In the six years since launching his line of Maui Brewing Co. canned brews, Garrett Marrero has religiously stuck to his company's motto of being "truly local, truly no ka oi."
Every ounce of beer that goes into a Maui Brewing Co. can is made on the island - a distinction he says makes him the largest local brewery in Hawaii.
That distinction has helped fuel an ever-increasing demand that has forced Marrero to rapidly expand over the years. And he's not done growing yet.
Maui Brewing Co. Director of Brewery Operations Darren Moser pours a glass of chipotle chocolate Belgian stout named “Aloha Bak’tun.” The dark beer is a tribute to the end of the Mayan calender and features locally grown Maui peppers and Big Island chocolate.
The Maui News / MATTHEW THAYER photo
Maui Brewing Co. Director of Brewery Operations Darren Moser is dwarfed by 100-barrel, stainless steel finishing vats in the Lahaina brewery Friday morning.
The Maui News / MATTHEW THAYER photo
"Our company is highly committed to making the best possible beer truly authentic to Hawaii. We will never be produced on the Mainland and simply called Hawaiian," said Marrero, who founded the company in 2005 with his wife, Melanie, after buying an existing brew pub in West Maui.
Since 2005, Maui Brewing Co. has grown from a small, seven-barrel brew pub in Kahana to a thriving craft brewery with distribution of its locally made beers stretching across 11 markets nationwide and five international markets.
His next move is to expand production fivefold with a third production facility in South Maui.
"We simply cannot make enough beer to meet demand," said Marrero, 34. "It's a good problem to have, but still a problem."
The company has purchased a 2-acre plot of land in the Maui Research & Technology Park in Kihei, where it plans to build a brew house and eventually add a second brew pub.
Together with its existing Kahana location and production-and-canning facility in Lahaina town, Maui Brewing Co. expects to increase total production to 150,000 barrels a year.
"We'll hopefully break ground in February," Marrero said of the Kihei project. "The site plan is set, we've ordered equipment. It'll start out as a production facility, and we plan to add a pub down the line."
He said that the new facility will allow the company to make more than just beer.
"It will more than quintuple our production capacity, and at the same time, give us the capability to both distill and make ciders and mead for those that are gluten-free and can't drink beer; it's nice to have a way to service them as well."
Officials at the Research & Technology Park see the brewery as a complementary addition as the park works to attract a broader range of tenants and activities to the campus.
"We are very pleased that Maui Brewing Co. has chosen the Maui Research & Technology Park as the site for their expansion for several reasons. Maui Brewing Co. is great example of economic diversification, and probably the leading exporter we have on Maui behind (Hawaiian Commercial & Sugar Co.)," said Steve Perkins, project coordinator for Pacific Rim Land, a co-developer of the park.

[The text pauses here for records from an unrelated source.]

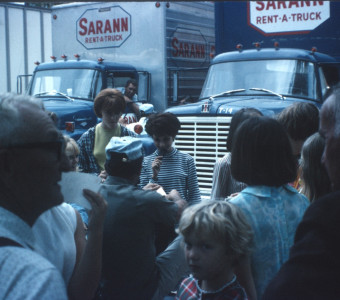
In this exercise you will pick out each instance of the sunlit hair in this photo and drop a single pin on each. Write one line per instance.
(13, 129)
(220, 221)
(300, 119)
(109, 100)
(162, 124)
(71, 145)
(261, 153)
(316, 182)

"The Maui Brewing project will complement the R&T Park master plan update, which is nearing completion," Perkins said.
The park's updated master plan calls for a major shift from the existing traditional tech park to "an integrated and vibrant mixed-use community focused around a regional knowledge-based industry employment base."
At build-out, Marrero said he expects to create at least 80 new jobs, which will add to the company's existing 61 employees.

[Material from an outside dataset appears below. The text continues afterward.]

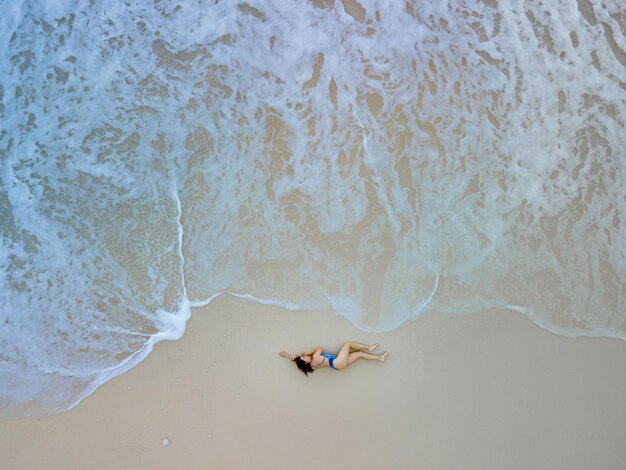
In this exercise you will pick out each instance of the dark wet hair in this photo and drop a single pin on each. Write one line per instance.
(305, 367)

He said Maui Brewing Co. is on track to produce 24,000 barrels of beer this year, which is up from 18,000 barrels the year before.
"That already makes us the largest local producer in Hawaii," Marrero said.
He makes no secret that his jab about Mainland-brewed beer claiming to be local is aimed at Big Island beer giant Kona Brewing Co.
While Kona Brewing Co. expects sales to exceed 200,000 barrels this year, about 6 percent of that - or 12,000 barrels - is made in Hawaii, according to President Mattson Davis. The rest is brewed and distributed out of Washington state, Oregon and New Hampshire.
"We're always looking to be limiting in how we tax the resources of the islands," Davis said. "We think a lot about our impact on the environment."
He added: "I'm excited about (Garrett's) expansion. He is brewing more beer in Hawaii than anybody else is."
Marrero touts his company's eco-friendliness as well, noting that Maui Brewing Co.'s cans are manufactured on Oahu and designed by Maui artists. The cans have an added bonus of better protecting the beer from both light and oxygen damage, which he says can compromise taste. The company's packaging also uses a recyclable plastic carrying device in lieu of plastic rings and cardboard cases.
With all of the success Maui Brewing Co. is seeing, Marrero says he's thinking of passing some of that on to his local customers.
"We may do a small equity offering for Hawaii residents," he said.